We define the type $\phi: \text{ a set does not belong to itself, so }, x \notin x$.

From the axiom shema of specification, the set $\{ x \in V: x \notin x \}$ exists.

Since $V$ is the set of all sets,

$$\{ x \in V: x \notin x \} \subset V$$

So, $V'=\{ x: x \notin x \}$ is a set.

Therefore: $$V' \in V' \leftrightarrow V' \notin V', \text{ Contradiction.}$$

Could you explain me why we define $V'$ and how we concluded that it is a set?

Answer 1

The proof shows something stronger than "the set of all sets does not exist", but we can get that as an easy consequence. So easy, that we really forget that we prove something stronger.

The axiom schema of specification states that if $A$ is a set, and $\phi(x)$ is a formula, then $\{x\in A\mid\phi(x)\}$ is also a set.
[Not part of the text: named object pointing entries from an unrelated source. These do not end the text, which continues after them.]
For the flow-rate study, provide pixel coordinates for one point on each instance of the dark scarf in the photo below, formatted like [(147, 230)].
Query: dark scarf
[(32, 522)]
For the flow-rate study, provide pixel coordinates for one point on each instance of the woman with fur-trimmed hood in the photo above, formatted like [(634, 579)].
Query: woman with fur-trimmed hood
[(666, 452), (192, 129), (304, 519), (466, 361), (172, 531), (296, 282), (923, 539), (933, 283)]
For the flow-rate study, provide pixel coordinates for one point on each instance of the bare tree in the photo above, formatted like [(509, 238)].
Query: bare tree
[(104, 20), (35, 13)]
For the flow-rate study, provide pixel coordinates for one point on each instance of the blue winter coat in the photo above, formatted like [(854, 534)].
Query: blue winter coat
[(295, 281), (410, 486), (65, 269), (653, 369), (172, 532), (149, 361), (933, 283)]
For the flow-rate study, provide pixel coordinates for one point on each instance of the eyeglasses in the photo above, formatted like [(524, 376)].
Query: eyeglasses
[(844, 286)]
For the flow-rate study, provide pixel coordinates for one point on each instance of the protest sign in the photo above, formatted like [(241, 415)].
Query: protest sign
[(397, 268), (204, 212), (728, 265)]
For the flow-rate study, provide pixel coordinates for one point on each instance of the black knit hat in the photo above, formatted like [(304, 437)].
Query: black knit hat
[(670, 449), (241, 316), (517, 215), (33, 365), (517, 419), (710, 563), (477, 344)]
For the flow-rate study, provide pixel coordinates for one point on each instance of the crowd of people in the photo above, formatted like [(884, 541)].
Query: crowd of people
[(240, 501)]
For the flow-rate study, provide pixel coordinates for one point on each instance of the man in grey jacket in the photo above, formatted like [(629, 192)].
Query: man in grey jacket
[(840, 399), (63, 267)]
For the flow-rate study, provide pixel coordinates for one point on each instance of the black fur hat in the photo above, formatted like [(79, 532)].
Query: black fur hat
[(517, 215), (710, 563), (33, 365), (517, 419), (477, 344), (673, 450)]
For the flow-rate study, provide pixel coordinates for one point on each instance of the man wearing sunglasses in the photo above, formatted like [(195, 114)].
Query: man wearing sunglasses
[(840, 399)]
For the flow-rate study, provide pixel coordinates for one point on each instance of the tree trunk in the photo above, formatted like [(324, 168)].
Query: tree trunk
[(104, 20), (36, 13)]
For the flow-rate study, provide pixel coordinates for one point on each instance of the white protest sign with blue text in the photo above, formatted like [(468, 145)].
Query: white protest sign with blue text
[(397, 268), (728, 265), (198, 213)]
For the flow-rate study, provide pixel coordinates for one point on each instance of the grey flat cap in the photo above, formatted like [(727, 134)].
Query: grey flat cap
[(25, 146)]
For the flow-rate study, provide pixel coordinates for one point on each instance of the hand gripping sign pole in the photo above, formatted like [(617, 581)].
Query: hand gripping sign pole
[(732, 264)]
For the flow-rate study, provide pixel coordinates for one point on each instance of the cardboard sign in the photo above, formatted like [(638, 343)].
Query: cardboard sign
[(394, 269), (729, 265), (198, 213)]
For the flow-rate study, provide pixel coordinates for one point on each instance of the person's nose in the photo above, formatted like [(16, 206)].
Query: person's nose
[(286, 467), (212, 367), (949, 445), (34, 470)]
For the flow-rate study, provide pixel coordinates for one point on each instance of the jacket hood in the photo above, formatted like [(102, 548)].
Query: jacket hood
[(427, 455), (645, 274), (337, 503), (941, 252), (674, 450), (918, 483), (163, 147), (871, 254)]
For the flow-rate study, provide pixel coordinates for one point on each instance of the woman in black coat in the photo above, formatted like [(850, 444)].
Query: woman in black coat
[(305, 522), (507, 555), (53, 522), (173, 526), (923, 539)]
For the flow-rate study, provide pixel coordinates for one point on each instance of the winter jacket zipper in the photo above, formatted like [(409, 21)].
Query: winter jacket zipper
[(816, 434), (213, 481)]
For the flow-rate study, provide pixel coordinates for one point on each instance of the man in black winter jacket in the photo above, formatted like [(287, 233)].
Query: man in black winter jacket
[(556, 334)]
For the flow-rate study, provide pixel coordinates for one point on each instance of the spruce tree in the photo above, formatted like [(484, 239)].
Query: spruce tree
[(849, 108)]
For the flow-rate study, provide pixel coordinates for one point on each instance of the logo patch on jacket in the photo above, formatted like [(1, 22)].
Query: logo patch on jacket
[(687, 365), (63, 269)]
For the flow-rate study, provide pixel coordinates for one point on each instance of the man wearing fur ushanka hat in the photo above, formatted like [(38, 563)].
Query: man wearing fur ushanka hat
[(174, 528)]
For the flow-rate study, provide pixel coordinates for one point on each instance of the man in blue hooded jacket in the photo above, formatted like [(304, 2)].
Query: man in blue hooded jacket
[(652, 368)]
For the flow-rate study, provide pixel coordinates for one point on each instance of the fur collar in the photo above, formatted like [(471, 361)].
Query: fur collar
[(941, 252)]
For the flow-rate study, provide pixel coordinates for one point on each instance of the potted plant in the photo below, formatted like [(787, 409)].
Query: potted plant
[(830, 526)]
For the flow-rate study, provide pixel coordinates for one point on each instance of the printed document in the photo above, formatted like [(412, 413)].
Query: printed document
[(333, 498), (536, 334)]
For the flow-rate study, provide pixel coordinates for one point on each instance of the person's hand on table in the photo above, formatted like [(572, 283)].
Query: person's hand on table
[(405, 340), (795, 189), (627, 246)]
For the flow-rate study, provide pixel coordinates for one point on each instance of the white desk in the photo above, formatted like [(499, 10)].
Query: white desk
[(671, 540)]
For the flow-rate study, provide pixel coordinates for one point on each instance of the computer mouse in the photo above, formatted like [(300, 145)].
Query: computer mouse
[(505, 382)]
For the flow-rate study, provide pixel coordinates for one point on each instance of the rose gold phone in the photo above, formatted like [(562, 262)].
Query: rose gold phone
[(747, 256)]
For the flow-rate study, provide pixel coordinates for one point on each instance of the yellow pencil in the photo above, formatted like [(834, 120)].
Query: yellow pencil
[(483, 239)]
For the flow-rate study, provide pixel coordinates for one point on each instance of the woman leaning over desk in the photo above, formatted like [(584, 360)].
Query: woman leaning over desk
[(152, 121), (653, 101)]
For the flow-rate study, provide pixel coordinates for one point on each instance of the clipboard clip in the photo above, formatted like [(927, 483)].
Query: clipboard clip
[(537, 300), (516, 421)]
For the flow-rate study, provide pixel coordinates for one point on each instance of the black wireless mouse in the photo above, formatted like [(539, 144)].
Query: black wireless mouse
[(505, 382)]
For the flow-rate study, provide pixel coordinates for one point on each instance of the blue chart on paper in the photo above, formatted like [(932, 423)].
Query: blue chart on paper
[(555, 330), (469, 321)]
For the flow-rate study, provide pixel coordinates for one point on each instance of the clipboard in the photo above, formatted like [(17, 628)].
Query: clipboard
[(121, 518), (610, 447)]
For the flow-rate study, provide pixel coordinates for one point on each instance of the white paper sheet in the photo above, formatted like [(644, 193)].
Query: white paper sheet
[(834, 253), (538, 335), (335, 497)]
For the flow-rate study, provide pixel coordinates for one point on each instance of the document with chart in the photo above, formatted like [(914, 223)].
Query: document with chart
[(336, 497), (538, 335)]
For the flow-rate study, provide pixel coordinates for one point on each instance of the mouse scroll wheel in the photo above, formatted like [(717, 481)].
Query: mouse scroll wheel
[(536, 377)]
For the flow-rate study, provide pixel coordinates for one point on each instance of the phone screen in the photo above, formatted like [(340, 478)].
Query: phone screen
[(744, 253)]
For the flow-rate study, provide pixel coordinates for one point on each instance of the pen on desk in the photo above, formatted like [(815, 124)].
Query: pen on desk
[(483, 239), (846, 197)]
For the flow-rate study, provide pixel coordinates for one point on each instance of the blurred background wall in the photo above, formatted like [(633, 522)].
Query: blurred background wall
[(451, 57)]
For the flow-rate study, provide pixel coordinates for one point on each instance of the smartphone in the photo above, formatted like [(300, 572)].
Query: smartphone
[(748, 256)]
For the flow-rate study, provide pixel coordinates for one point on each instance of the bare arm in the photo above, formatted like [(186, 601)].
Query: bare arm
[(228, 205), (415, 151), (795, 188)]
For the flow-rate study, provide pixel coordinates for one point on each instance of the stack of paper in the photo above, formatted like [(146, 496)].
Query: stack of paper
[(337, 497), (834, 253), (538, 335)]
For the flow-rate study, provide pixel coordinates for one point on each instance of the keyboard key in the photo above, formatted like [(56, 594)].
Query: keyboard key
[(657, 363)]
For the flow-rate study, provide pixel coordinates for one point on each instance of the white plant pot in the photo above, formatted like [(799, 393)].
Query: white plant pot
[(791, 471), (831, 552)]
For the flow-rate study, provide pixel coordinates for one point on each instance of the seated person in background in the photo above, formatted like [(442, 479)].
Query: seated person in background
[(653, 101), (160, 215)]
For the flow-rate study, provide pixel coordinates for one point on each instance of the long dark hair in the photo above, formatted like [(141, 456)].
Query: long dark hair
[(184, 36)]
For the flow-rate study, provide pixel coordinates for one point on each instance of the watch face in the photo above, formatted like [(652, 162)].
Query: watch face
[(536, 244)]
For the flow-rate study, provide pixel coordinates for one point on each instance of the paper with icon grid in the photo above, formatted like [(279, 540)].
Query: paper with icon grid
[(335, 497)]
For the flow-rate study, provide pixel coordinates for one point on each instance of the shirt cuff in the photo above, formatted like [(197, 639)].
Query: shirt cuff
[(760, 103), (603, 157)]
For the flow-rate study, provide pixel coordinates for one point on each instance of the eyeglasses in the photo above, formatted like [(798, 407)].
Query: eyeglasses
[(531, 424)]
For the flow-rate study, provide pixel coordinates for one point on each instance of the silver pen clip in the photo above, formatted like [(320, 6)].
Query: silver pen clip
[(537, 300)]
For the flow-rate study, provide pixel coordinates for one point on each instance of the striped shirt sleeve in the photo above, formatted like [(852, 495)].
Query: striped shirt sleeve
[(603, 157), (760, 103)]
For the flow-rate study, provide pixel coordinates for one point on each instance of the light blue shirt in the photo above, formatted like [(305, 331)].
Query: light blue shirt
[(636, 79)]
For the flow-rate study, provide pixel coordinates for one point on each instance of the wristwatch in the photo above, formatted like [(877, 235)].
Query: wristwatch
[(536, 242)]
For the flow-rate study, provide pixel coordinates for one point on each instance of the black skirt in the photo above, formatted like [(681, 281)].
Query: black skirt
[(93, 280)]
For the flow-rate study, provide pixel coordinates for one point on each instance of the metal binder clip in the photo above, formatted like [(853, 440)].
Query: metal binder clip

This means that we begin by assuming that $A$ is a set, then there is a subset which includes exactly those elements satisfying $\phi$. (I have omitted the parameters here for sake of readability.)

What the proof you cite actually show is this:

If $A$ is a set, then there exists a set $B$ such that $B\subseteq A$ and $B\notin A$.

The proof is exactly this, take $B=\{x\in A\mid x\notin x\}$. Since $A$ is a set, $B$ is also a set, and it is clear why $B\subseteq A$. If $B\in A$, then either $B\in B$ in which case we have a contradiction, or $B\notin B$ in which case we have a contradiction. Therefore $B\notin A$, and the proof is complete.

But what about the set of all sets? Now it's an easy consequence, since no set contains all sets, there is no set of all sets.

Answer 2

We used the axiom of comprehension to define $V'$: $V' = \{x \in V : x \notin x\}$. We define $V'$ to obtain a contradiction. The crux of the matter is that assuming $V$ is a set, so is $V'$, and so $V' \in V$ and the contradictory argument works.